Warum ist Tanzen in jedem Alter gesund und hält auch „betagte" graue Zellen fit?

Kreutz: Tanzen bietet die ideale Balance zwischen der Nutzung von vorhandenen Ressourcen, also der basalen Fitness, die wir zum Tanzen mitbringen, und der Notwendigkeit, Neues zu erlernen. Selbst die Körperhaltung, Atmung, Koordination von Bewegung und die Achtsamkeit für den Körper sind schon ein Teil von Lernprozessen. Das Schöne ist, dass wir die Anstrengung kaum spüren und dennoch sehr viel Energie umgesetzt wird. Davon profitiert auch das Gehirn.

Lohnt es noch, im fortgeschrittenen Alter mit dem Tanzen zu beginnen?

Kreutz: Ja, und genau aus dem Grund, weil wir diese tänzerischen Kompetenzen immer mit uns herumtragen, aber aus unerfindlichen Gründen kaum nutzen. Wenn man darüber nachdenkt, wie man die Freizeit so gestaltet, dass man in Bewegung und sozialem Kontakt bleibt, dann geht am Tanzen kaum ein Weg vorbei. Und gerade das wird mit zunehmendem Alter immer wichtiger. Die Kinder sind irgendwann aus dem Haus, die Familie über die Republik verstreut und es bleiben wenige Dinge, mit denen man sich neu erfinden kann. Dafür ist das Tanzen ein sehr guter Kandidat.

Gibt es das Tanz-Gen und sind Menschen, die es haben glücklicher?

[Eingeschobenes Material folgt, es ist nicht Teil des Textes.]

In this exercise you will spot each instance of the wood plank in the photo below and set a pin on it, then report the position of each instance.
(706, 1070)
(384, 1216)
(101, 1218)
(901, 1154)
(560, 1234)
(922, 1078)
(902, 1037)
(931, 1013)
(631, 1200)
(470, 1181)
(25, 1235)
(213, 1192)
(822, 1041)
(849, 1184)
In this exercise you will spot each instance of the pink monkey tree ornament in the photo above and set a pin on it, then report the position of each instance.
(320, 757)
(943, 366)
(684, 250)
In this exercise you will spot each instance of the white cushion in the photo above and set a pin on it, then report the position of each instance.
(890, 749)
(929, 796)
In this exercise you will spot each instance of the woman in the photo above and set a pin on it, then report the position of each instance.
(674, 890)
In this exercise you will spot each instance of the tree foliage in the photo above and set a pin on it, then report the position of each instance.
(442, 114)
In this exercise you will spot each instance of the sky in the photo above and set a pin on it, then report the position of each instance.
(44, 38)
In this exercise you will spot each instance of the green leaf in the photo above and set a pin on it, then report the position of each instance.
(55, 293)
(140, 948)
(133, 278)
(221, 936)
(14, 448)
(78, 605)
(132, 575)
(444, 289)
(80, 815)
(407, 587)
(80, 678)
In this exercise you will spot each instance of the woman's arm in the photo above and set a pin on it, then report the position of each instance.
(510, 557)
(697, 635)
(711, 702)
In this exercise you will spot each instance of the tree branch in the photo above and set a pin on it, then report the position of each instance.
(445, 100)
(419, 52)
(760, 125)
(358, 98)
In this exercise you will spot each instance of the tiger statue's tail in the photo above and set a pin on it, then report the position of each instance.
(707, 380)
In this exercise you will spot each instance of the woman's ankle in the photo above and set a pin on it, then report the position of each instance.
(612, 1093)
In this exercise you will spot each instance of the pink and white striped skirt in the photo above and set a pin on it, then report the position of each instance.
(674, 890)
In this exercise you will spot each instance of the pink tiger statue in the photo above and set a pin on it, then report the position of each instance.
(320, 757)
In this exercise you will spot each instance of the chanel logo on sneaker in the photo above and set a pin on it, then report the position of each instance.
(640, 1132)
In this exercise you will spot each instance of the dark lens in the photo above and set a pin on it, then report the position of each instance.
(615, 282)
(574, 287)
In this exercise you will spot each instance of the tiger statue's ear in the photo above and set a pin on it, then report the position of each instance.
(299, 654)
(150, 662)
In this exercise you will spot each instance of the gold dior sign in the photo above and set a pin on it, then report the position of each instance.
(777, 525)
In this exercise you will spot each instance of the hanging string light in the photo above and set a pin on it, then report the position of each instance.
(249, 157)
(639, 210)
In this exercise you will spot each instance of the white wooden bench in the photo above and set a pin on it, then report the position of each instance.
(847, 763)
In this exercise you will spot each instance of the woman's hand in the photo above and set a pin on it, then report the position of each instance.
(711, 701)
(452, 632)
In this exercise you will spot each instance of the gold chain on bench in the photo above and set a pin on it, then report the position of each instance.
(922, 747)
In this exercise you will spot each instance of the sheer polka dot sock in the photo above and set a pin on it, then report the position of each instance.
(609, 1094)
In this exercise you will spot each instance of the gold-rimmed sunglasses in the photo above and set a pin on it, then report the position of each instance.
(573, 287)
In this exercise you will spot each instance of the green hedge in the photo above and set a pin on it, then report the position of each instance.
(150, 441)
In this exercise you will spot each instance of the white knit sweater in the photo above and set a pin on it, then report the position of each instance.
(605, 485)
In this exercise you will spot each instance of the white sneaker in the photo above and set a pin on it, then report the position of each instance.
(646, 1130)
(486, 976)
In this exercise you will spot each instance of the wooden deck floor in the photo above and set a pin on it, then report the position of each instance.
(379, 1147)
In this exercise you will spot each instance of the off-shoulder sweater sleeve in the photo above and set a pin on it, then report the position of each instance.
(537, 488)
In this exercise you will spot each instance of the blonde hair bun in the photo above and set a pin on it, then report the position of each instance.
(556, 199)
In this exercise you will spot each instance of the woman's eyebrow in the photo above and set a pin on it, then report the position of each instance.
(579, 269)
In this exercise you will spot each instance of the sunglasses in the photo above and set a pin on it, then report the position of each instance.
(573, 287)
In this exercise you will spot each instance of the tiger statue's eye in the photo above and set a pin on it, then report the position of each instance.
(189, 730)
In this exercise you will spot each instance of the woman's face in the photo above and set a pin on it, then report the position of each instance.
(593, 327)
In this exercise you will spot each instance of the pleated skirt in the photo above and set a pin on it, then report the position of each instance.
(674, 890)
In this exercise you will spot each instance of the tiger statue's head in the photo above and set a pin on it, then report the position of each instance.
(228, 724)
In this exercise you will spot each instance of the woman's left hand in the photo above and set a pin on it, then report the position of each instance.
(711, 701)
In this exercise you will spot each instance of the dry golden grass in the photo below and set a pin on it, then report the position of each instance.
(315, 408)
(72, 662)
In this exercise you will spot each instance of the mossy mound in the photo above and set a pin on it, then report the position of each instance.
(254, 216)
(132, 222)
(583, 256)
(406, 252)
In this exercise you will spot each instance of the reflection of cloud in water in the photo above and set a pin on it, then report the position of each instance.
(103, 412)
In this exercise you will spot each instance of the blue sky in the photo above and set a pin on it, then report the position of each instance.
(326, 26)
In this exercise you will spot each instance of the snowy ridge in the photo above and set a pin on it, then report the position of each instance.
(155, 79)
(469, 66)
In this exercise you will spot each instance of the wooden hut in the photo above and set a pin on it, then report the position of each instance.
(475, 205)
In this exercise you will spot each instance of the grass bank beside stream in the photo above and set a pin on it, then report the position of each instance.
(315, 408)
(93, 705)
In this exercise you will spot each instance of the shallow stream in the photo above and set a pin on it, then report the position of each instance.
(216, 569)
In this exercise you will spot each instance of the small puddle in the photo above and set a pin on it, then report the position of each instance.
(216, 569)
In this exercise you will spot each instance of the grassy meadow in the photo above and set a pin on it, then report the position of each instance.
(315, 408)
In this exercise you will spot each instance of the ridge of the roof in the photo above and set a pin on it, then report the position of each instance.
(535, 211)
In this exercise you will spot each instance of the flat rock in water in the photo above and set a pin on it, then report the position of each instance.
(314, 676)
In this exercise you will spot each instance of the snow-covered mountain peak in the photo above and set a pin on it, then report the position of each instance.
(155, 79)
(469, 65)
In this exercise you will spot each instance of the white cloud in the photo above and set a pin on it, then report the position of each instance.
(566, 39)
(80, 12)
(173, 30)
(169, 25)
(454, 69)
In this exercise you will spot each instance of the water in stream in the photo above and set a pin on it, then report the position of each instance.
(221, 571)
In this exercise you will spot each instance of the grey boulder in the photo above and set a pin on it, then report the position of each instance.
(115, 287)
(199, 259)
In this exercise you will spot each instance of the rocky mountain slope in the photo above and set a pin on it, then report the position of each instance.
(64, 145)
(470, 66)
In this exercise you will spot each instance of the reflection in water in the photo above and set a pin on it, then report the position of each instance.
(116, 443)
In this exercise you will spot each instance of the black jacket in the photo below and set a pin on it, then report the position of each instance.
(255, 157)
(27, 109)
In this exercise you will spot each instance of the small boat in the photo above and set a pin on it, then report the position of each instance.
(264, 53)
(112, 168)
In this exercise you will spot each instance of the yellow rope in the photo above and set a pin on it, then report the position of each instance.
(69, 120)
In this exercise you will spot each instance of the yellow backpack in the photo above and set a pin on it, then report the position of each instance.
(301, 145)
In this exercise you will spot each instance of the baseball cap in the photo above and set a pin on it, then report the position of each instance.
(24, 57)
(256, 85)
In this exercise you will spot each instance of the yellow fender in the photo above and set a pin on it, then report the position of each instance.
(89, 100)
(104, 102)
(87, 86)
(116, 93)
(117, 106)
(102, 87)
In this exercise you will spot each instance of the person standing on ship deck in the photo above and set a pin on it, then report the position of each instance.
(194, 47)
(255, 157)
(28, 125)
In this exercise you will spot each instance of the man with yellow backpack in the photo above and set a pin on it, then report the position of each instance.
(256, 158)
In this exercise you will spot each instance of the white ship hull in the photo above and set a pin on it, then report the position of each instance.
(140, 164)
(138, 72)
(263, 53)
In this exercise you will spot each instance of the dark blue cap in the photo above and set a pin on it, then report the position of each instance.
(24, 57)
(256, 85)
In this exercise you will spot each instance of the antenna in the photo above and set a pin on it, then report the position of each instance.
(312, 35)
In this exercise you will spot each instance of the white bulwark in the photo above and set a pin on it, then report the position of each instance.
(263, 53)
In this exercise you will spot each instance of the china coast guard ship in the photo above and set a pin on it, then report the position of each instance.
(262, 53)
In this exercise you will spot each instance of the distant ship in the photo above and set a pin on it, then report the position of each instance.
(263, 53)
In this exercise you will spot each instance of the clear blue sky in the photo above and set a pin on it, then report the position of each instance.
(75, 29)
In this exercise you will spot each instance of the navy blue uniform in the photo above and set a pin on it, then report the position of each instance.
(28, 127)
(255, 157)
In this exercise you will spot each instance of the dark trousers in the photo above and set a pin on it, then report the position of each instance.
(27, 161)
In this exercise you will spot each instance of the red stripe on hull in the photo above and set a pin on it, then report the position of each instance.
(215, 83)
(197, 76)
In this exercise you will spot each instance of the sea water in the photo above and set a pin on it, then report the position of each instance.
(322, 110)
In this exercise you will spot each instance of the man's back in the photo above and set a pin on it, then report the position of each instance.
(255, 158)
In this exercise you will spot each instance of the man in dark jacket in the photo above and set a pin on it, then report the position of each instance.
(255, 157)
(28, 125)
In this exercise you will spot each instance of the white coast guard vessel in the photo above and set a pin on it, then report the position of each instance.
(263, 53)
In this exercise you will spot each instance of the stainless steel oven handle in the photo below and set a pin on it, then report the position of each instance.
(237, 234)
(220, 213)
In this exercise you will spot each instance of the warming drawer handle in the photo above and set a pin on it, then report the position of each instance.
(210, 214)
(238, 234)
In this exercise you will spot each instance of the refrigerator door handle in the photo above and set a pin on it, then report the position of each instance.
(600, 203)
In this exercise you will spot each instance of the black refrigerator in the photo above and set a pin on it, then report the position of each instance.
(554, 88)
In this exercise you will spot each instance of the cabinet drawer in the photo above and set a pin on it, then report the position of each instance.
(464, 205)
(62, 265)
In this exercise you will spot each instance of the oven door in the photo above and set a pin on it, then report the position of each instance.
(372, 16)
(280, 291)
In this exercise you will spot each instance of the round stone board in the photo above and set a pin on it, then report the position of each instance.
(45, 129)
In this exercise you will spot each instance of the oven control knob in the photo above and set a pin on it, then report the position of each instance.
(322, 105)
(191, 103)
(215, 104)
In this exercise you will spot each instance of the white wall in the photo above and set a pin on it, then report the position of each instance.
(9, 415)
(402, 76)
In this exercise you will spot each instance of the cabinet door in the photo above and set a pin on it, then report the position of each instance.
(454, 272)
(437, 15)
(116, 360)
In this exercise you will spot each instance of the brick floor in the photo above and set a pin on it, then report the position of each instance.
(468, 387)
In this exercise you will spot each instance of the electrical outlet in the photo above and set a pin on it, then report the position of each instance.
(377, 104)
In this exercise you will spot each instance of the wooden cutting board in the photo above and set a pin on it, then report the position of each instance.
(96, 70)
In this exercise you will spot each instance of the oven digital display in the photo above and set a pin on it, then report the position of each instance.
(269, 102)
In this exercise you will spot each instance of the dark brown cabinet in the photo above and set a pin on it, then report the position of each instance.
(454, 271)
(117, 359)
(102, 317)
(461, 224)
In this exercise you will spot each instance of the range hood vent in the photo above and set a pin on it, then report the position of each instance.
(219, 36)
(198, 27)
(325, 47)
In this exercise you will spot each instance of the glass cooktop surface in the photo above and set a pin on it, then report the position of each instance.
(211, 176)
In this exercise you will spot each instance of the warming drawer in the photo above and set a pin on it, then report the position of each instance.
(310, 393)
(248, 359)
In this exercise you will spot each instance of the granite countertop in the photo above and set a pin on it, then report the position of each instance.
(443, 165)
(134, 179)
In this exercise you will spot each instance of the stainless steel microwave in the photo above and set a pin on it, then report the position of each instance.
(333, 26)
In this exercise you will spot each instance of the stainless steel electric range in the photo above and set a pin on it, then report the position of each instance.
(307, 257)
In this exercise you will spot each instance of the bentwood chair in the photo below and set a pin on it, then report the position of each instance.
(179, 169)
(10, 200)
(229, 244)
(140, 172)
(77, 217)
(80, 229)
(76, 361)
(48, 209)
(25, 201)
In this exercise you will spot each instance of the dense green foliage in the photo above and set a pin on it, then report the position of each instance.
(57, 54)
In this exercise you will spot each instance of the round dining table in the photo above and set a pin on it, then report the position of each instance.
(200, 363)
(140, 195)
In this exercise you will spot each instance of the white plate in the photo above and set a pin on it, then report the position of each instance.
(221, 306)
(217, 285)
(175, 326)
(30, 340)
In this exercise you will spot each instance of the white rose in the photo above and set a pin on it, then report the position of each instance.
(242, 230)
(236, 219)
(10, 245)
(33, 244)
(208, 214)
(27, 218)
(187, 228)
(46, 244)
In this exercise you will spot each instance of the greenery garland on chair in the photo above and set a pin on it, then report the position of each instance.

Kreutz: Man könnte meinen, dass das Tanzen manchen Menschen in die Wiege gelegt ist. Es gibt sicherlich größere und kleinere Talente. Aber Tänzer sind wir letztlich alle und teilen auch die Fähigkeit, durch das Tanzen Glück zu empfinden und Spaß zu haben. Entscheidend ist doch, dass wir dieses Glück teilen, es nicht auf Kosten anderer geht und wir denkbar geringe Risiken damit eingehen. Oder um es mit Mae West zu sagen: „Es ist weder unmoralisch, illegal und macht auch nicht dick, trotzdem macht es Spaß."